26 Workflows for reproducibile and trustworthy data science wrap-up
This topic serves as a wrap-up of the course, summarizing the course learning objectives, redefining what is meant by reproducible and trustworthy data science, as well as contains data analysis project critique exercises to reinforce what has been learned in the course.
26.1 Course learning objectives
By the end of this course, students should be able to:
- Defend and justify the importance of creating data science workflows that are reproducible and trustworthy and the elements that go into such a workflow (e.g., writing clear, robust, accurate and reproducible code, managing and sharing compute environments, defined collaboration strategies, etc).
- Constructively criticize the workflows and data analysis of others in regards to its reproducibility and trustworthiness.
- Develop a data science project (including code and non-code documents such as reports) that uses reproducible and trustworthy workflows
- Demonstrate how to effectively share and collaborate on data science projects and software by creating robust code packages, using reproducible compute environments, and leveraging collaborative development tools.

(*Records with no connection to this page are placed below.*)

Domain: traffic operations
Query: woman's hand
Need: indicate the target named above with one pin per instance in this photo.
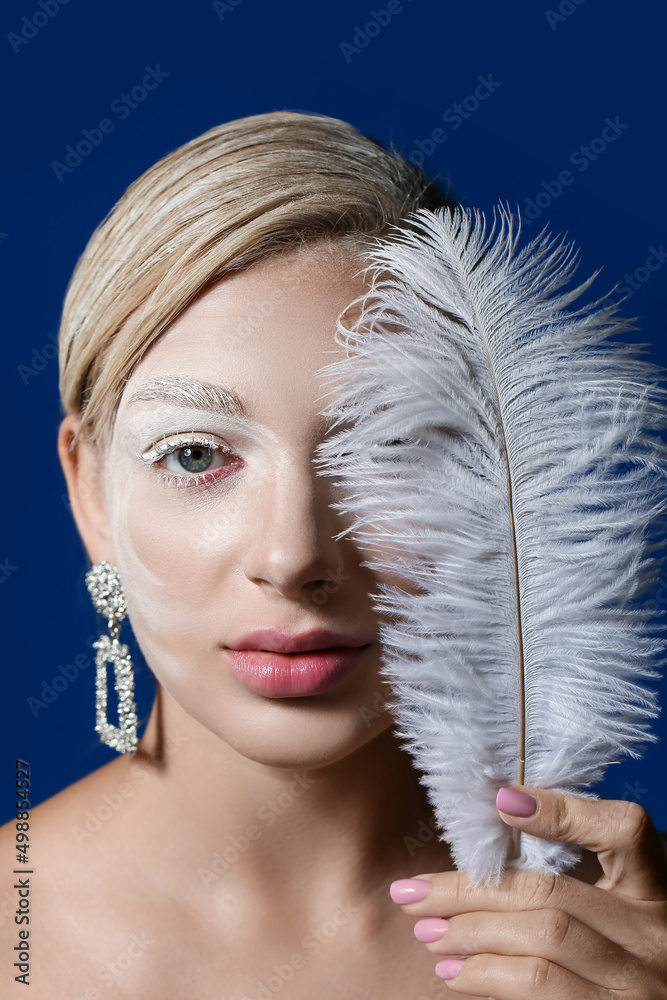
(554, 937)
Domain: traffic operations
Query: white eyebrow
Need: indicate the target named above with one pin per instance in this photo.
(186, 391)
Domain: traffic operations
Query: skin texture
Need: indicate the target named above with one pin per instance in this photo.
(254, 837)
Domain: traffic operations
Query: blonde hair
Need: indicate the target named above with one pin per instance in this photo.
(239, 192)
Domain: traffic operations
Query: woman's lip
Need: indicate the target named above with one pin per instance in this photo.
(290, 675)
(284, 642)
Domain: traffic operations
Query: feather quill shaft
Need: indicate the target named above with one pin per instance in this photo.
(502, 457)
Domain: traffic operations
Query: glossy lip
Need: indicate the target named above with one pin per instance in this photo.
(278, 665)
(283, 642)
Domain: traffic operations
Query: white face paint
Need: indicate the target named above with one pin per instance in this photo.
(237, 533)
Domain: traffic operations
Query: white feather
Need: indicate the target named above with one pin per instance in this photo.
(502, 456)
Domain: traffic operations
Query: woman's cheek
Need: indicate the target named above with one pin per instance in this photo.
(172, 568)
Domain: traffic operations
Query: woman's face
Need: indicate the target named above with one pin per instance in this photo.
(221, 524)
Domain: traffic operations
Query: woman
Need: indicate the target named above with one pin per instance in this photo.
(265, 836)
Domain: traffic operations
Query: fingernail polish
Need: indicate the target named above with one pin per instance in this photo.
(409, 890)
(430, 929)
(449, 968)
(515, 803)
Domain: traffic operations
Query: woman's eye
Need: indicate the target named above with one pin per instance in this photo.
(194, 458)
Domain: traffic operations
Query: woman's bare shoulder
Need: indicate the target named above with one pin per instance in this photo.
(63, 826)
(67, 894)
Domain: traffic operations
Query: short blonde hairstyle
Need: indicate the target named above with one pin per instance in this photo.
(239, 192)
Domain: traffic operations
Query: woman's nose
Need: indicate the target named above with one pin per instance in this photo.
(292, 545)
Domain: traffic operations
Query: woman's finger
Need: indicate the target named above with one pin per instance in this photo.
(621, 833)
(553, 935)
(445, 894)
(526, 978)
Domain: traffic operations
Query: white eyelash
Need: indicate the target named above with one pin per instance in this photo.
(173, 442)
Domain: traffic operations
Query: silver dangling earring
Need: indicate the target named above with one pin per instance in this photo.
(105, 588)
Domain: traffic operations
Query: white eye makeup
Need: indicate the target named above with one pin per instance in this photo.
(191, 459)
(158, 440)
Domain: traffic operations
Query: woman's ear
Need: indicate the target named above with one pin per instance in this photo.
(84, 478)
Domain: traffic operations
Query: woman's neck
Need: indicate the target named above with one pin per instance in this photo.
(301, 836)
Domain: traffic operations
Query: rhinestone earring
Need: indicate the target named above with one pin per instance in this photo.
(105, 588)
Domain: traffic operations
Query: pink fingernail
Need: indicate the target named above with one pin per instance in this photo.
(449, 968)
(409, 890)
(430, 929)
(515, 803)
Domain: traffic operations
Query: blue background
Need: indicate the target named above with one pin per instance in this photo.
(557, 77)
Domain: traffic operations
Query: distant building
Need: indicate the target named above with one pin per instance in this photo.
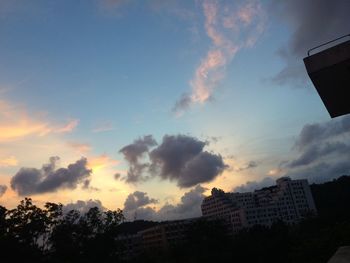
(164, 235)
(289, 201)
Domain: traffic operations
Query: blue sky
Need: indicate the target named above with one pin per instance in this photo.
(87, 78)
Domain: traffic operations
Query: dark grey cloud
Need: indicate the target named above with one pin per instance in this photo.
(3, 189)
(133, 154)
(321, 172)
(323, 151)
(250, 165)
(83, 206)
(137, 199)
(313, 22)
(50, 178)
(117, 176)
(136, 205)
(315, 152)
(189, 206)
(182, 104)
(316, 132)
(181, 158)
(255, 185)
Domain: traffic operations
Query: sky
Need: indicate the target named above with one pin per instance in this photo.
(148, 105)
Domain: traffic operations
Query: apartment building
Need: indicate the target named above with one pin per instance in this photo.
(289, 200)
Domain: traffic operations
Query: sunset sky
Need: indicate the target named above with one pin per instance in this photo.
(147, 105)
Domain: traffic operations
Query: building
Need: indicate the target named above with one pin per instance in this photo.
(289, 201)
(164, 235)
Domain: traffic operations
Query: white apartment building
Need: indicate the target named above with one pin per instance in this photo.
(288, 200)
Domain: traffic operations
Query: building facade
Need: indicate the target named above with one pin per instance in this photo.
(288, 201)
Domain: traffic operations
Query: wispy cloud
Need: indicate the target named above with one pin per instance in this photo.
(68, 127)
(103, 127)
(17, 123)
(80, 147)
(8, 161)
(230, 29)
(99, 162)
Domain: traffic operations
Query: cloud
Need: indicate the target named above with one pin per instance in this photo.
(310, 29)
(230, 28)
(316, 152)
(249, 165)
(15, 124)
(117, 176)
(136, 200)
(3, 189)
(133, 153)
(254, 185)
(321, 172)
(189, 206)
(316, 132)
(80, 147)
(323, 151)
(70, 126)
(83, 206)
(99, 162)
(8, 161)
(107, 126)
(181, 158)
(50, 178)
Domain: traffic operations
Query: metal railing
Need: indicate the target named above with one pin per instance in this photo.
(308, 53)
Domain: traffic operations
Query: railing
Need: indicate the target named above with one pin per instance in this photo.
(308, 53)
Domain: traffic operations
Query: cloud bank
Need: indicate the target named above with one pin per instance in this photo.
(133, 154)
(3, 189)
(83, 206)
(323, 151)
(50, 178)
(230, 28)
(139, 206)
(313, 22)
(178, 158)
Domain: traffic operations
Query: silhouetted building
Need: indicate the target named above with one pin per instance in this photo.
(164, 235)
(289, 201)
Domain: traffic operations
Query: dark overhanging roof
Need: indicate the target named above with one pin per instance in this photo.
(329, 71)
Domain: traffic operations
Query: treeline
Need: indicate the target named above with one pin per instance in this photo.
(314, 240)
(32, 234)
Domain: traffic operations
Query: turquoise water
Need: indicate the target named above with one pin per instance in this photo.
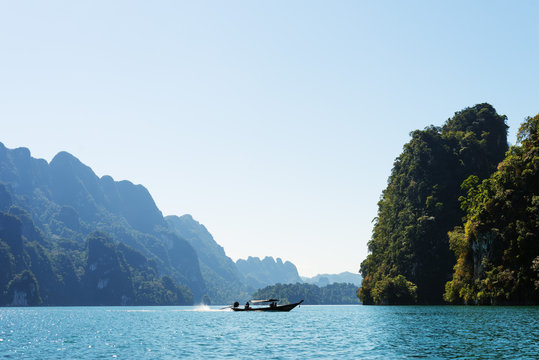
(306, 332)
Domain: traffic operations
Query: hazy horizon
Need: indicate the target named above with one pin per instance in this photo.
(275, 125)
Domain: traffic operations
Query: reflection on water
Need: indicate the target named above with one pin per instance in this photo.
(306, 332)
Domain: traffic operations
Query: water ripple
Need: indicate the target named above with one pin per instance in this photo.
(319, 332)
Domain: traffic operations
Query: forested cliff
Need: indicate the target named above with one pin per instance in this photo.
(435, 184)
(69, 237)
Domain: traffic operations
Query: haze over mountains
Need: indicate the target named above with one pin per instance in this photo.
(69, 237)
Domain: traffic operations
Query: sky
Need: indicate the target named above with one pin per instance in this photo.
(275, 124)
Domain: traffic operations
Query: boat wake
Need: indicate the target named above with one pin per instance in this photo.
(203, 307)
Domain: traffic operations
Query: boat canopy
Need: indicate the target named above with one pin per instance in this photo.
(263, 301)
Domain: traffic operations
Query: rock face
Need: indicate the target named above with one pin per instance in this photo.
(107, 279)
(67, 200)
(260, 273)
(23, 290)
(225, 283)
(327, 279)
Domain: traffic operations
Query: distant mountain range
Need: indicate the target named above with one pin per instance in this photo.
(69, 237)
(328, 279)
(260, 273)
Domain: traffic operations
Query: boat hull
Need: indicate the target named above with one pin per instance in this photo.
(279, 308)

- Defend and justify the benefit of, and employ automated testing regimes, continuous integration and continuous deployment for managing and maintaining data science projects and packages.
- Demonstrate strong communication, teamwork, and collaborative skills by working on a significant data science project with peers throughout the course.
26.2 Definitions review:
26.2.1 Data science
the study, development and practice of reproducible and auditable processes to obtain insight from data.

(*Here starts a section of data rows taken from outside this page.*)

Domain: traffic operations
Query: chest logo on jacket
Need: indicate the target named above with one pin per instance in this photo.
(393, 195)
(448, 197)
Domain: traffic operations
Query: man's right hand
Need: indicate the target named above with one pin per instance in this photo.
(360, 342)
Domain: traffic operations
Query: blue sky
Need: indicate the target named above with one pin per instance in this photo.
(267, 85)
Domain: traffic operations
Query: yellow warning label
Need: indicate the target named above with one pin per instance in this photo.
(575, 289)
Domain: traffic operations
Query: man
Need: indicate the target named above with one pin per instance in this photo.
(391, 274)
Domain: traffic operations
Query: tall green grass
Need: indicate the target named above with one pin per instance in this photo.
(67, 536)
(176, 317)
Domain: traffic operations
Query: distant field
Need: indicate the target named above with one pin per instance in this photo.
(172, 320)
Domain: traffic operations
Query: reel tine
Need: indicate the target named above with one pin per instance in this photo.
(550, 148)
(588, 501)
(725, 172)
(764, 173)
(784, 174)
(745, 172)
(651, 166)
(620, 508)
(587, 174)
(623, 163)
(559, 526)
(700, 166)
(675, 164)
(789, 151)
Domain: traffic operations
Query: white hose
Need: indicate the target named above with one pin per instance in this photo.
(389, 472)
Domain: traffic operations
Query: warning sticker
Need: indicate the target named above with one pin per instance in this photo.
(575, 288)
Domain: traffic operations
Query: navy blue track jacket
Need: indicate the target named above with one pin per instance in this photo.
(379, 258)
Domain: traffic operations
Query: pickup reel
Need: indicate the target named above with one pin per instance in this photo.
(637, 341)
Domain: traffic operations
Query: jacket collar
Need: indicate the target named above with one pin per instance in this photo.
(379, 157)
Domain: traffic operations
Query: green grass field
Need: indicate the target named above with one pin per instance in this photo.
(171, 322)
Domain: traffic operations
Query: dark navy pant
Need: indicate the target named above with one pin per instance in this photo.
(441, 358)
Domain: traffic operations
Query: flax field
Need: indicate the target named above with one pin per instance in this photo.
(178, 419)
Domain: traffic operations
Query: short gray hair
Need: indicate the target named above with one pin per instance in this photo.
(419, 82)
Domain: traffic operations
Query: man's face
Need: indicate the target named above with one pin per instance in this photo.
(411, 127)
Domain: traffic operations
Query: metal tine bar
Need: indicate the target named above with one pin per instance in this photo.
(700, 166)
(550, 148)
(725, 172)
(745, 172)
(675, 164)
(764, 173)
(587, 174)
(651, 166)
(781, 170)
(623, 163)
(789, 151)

From this definition, we must also define reproducible and auditable analysis:
26.2.2 Reproducible analysis:
reaching the same result given the same input, computational methods and conditions \(^1\).
- input = data
- computational methods = computer code
- conditions = computational environment (e.g., programming language & it’s dependencies)
26.2.3 Auditable/transparent analysis,
a readable record of the steps used to carry out the analysis as well as a record of how the analysis methods evolved \(^2\).
26.3 What makes trustworthy data science?
Some possible criteria:
It should be reproducible and auditable
It should be correct
It should be fair, equitable and honest
There are many ways a data science can be untrustworthy… In this course we will focus on workflows that can help build trust. I highly recommend taking a course in data science ethics* to help round out your education in how to do this. Further training in statistics and machine learning will also help with making sure your analysis is correct.
* UBC’s CPSC 430 (Computers and Society) will have a section reserved for DSCI minor students next year in 2022 T1, which will focus on ethics in data science.
Exercise
Answer the questions below to more concretely connect with the criteria suggested above.
Give an example of a data science workflow that affords reproducibility, and one that affords auditable analysis.
Can a data analysis be reproducible but not auditable? How about auditable, but not reproducible?
Name at least two ways that a data analysis project could be correct (or incorrect).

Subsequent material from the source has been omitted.